As the Stock Exchange of Thailand (SET) index has slipped below the key psychological level of 1,350 points days into 2025, CGS said it lowered its year-end target to 1,530 points from 1,630, citing regulatory risks, a weak domestic economy, and the incoming US government's trade policies.
Thaksin said earlier this month the government plans to reduce electricity rates to 3.70 baht per megawatt-hour (unit) from the current level of 4.15 baht, with discussions planned with relevant agencies and private sector representatives to ensure consensus on the proposed reductions.
"However, it is uncertain as to when the 3.70 baht per unit tariff can be achieved. Therefore, we see higher regulatory risks for energy and utilities companies, especially as they collectively form 18% of the SET's total market capitalisation as of Jan 7," said Kasem Prunratanamala, head of research at CGS International Securities (Thailand).
"Regulatory overhang could dampen sentiment in the sector and the market, even though we believe the government is more likely to bear the cost of the cuts."
In CGS's view, the government may subsidise the 0.45 baht per unit cut in the electricity tariff. Electricity demand will rise by 4% this year to around 230,000 gigawatts, according to the brokerage.
"If the government fully subsidises the tariff reduction, it would need to spend 104 billion baht per year, which we do not think it can afford, especially given the high level of public debt at 64% of GDP in November 2024. The subsidy would push up public debt by about 0.5 percentage points per year in our calculations," said Mr Kasem.
Downside risks to the Thai market include higher tariffs imposed by the Trump administration, he said.
Thailand's trade surplus with the US surged from about 2.5% of GDP during 2017-19 to 5-6% in 2022-23 and nearly 6.7% of GDP in the first 11 months of 2024. The US was the biggest export market for Thailand during that period, comprising 18% of total exports, followed by China and Hong Kong (15%), then Japan (8%).

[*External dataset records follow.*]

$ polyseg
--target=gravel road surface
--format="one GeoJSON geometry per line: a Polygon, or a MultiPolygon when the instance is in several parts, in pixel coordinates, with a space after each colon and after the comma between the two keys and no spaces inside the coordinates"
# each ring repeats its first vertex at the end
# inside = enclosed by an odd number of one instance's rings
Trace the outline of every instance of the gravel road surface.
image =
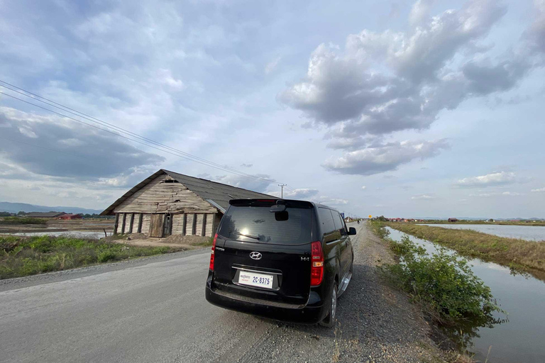
{"type": "Polygon", "coordinates": [[[375,271],[366,223],[336,328],[278,323],[204,299],[209,250],[0,281],[4,362],[437,362],[428,326],[375,271]]]}

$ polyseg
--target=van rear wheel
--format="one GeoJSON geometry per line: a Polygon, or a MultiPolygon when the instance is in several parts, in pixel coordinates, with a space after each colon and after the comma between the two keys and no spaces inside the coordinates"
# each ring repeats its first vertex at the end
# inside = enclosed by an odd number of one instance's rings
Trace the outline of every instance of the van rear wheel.
{"type": "Polygon", "coordinates": [[[326,328],[332,328],[335,325],[335,320],[336,319],[337,313],[337,283],[335,282],[333,284],[331,289],[331,298],[329,301],[329,311],[327,313],[327,316],[322,321],[320,322],[320,325],[326,328]]]}

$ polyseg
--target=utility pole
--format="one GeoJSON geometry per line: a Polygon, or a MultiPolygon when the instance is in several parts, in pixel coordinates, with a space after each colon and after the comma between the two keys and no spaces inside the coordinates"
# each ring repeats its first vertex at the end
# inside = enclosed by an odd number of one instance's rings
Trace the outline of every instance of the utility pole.
{"type": "Polygon", "coordinates": [[[280,198],[282,198],[282,199],[284,199],[284,186],[285,186],[287,184],[278,184],[278,186],[282,188],[282,194],[281,194],[282,196],[280,198]]]}

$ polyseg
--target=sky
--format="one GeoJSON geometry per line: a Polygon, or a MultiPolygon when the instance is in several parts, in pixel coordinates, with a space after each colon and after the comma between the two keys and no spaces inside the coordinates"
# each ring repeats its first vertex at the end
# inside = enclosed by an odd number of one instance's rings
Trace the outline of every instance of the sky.
{"type": "Polygon", "coordinates": [[[360,216],[545,218],[544,61],[545,0],[0,0],[0,81],[221,167],[0,83],[0,201],[104,209],[163,168],[360,216]]]}

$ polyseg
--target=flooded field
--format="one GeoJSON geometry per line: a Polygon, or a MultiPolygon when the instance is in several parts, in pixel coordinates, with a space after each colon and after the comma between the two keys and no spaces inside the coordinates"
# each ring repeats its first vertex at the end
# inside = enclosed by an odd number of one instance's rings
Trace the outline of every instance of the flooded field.
{"type": "Polygon", "coordinates": [[[502,225],[497,224],[424,224],[430,227],[442,227],[444,228],[473,230],[489,235],[509,238],[520,238],[529,241],[545,241],[545,227],[540,225],[502,225]]]}
{"type": "MultiPolygon", "coordinates": [[[[456,227],[458,226],[461,225],[456,227]]],[[[539,227],[520,228],[532,230],[539,227]]],[[[405,235],[389,227],[387,229],[390,231],[390,237],[395,240],[400,240],[405,235]]],[[[433,243],[407,235],[426,248],[428,252],[436,250],[433,243]]],[[[479,259],[470,259],[470,262],[473,273],[490,288],[501,308],[509,313],[509,321],[492,328],[479,328],[475,331],[476,335],[470,340],[473,347],[470,347],[469,350],[476,354],[475,359],[485,362],[488,356],[488,362],[545,362],[545,345],[543,344],[545,337],[545,315],[543,314],[545,283],[533,277],[512,275],[509,269],[495,263],[479,259]]],[[[505,315],[497,314],[497,318],[503,319],[505,315]]]]}
{"type": "MultiPolygon", "coordinates": [[[[108,235],[111,235],[111,231],[106,231],[108,235]]],[[[60,235],[67,235],[75,237],[77,238],[95,238],[98,240],[104,237],[104,232],[98,232],[94,230],[56,230],[56,231],[43,231],[43,232],[18,232],[15,233],[7,233],[13,235],[51,235],[58,237],[60,235]]]]}

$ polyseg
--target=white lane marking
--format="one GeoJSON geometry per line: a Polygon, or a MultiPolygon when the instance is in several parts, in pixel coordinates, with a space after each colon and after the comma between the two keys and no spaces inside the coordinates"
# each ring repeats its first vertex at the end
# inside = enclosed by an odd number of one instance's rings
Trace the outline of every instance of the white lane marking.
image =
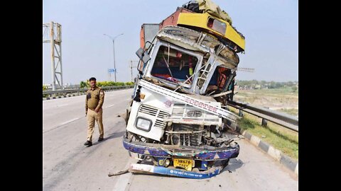
{"type": "Polygon", "coordinates": [[[75,121],[75,120],[78,120],[78,119],[80,119],[80,117],[77,117],[77,118],[72,119],[71,120],[68,120],[68,121],[67,121],[67,122],[65,122],[60,124],[60,125],[58,125],[58,126],[64,125],[65,125],[65,124],[67,124],[67,123],[72,122],[75,121]]]}
{"type": "Polygon", "coordinates": [[[58,105],[57,107],[62,107],[62,106],[65,106],[65,105],[68,105],[69,104],[62,104],[62,105],[58,105]]]}

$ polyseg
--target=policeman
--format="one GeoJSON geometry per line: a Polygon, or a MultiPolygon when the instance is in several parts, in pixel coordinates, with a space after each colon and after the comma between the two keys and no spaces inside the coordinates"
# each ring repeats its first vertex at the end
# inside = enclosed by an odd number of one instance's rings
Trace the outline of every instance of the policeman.
{"type": "Polygon", "coordinates": [[[87,116],[87,140],[84,144],[87,147],[92,146],[92,134],[94,133],[94,120],[97,122],[99,131],[98,141],[102,141],[104,137],[102,122],[103,110],[102,106],[104,101],[104,91],[96,86],[96,79],[89,79],[91,88],[87,91],[85,98],[85,115],[87,116]]]}

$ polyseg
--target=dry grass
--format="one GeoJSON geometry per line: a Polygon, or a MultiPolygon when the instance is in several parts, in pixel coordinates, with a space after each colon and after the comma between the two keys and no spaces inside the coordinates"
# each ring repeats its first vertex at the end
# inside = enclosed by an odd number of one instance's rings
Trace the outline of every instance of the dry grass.
{"type": "MultiPolygon", "coordinates": [[[[267,107],[291,115],[298,115],[298,94],[289,89],[243,90],[237,91],[239,96],[234,100],[247,102],[253,105],[267,107]]],[[[237,109],[229,108],[238,113],[237,109]]],[[[267,127],[262,127],[261,118],[244,112],[244,117],[238,120],[238,126],[247,130],[261,140],[272,145],[283,154],[298,158],[298,134],[280,125],[268,122],[267,127]]]]}

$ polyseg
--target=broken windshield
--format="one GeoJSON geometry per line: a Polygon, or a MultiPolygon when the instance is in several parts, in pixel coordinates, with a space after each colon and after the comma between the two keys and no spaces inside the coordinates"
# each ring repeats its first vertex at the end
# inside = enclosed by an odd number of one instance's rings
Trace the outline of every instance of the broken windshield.
{"type": "Polygon", "coordinates": [[[151,70],[151,76],[190,88],[198,58],[161,45],[151,70]]]}

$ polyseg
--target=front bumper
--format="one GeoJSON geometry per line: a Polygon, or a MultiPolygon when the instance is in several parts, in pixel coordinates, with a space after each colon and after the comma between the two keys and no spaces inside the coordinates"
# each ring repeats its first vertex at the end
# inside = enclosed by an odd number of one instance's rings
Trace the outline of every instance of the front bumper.
{"type": "Polygon", "coordinates": [[[220,173],[222,166],[215,167],[200,173],[190,172],[185,170],[169,168],[163,166],[154,166],[146,164],[131,164],[129,172],[137,173],[156,173],[171,176],[183,177],[194,179],[204,179],[213,177],[220,173]]]}
{"type": "Polygon", "coordinates": [[[123,146],[133,153],[154,157],[191,157],[199,161],[220,161],[236,158],[239,154],[239,146],[216,148],[213,146],[173,146],[160,144],[129,141],[123,137],[123,146]]]}

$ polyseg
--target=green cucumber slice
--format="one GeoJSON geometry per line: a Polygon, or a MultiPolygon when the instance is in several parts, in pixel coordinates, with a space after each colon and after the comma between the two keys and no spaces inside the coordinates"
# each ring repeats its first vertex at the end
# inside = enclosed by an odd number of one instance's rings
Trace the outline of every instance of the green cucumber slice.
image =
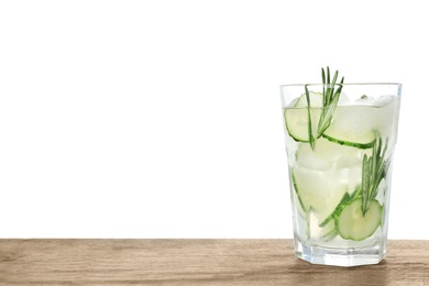
{"type": "Polygon", "coordinates": [[[317,224],[321,223],[336,210],[346,189],[324,172],[300,166],[295,166],[292,172],[298,204],[307,213],[312,209],[317,224]]]}
{"type": "Polygon", "coordinates": [[[364,106],[337,107],[332,121],[322,136],[337,144],[370,148],[375,140],[377,111],[373,107],[364,106]]]}
{"type": "Polygon", "coordinates": [[[336,227],[341,238],[361,241],[374,234],[381,224],[383,207],[375,199],[370,201],[369,210],[362,215],[362,199],[358,198],[345,206],[336,220],[336,227]]]}
{"type": "MultiPolygon", "coordinates": [[[[321,109],[310,109],[311,130],[316,138],[317,125],[320,120],[321,109]]],[[[309,142],[308,139],[308,110],[307,108],[285,108],[284,118],[286,130],[298,142],[309,142]]]]}

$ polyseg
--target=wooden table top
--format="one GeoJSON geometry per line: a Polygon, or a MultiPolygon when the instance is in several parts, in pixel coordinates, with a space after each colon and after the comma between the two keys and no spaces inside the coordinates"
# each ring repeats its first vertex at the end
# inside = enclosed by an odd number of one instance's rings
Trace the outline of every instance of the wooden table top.
{"type": "Polygon", "coordinates": [[[429,285],[429,241],[377,265],[311,265],[292,240],[0,240],[0,285],[429,285]]]}

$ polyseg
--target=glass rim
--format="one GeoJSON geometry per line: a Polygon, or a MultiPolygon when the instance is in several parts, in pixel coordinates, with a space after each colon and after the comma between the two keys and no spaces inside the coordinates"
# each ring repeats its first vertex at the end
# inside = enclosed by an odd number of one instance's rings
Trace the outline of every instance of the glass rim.
{"type": "MultiPolygon", "coordinates": [[[[402,87],[403,84],[400,82],[345,82],[345,84],[339,84],[336,82],[336,86],[398,86],[402,87]]],[[[280,87],[315,87],[315,86],[332,86],[332,84],[286,84],[280,85],[280,87]]]]}

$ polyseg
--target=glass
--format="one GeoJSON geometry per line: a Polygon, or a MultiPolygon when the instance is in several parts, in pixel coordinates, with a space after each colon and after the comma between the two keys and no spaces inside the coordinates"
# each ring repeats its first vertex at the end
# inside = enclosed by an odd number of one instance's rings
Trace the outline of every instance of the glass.
{"type": "Polygon", "coordinates": [[[358,266],[386,255],[400,90],[400,84],[280,87],[299,258],[358,266]]]}

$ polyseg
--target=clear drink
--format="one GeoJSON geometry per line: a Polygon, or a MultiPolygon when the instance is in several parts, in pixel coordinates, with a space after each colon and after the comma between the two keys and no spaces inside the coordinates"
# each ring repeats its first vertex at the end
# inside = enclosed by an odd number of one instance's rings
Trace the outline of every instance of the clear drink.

CGS anticipates listed companies under its coverage will report a 44% year-on-year increase and 39% quarter-on-quarter growth in aggregate net profit in the final quarter of 2024.
Sectors expected to post strong earnings growth include transport, petrochemicals and food, while weak net profit growth is forecast in construction, agriculture and consumer staples.
Given the weak domestic economy during that quarter, the brokerage believes corporate earnings could be quite volatile, leading to a bumpy market over the next couple of months.
"We prefer defensive domestic sectors that are likely to benefit from government stimulus measures and are less likely to face regulatory risks. These include the consumer, retail, healthcare, banks and consumer finance sectors," said Mr Kasem.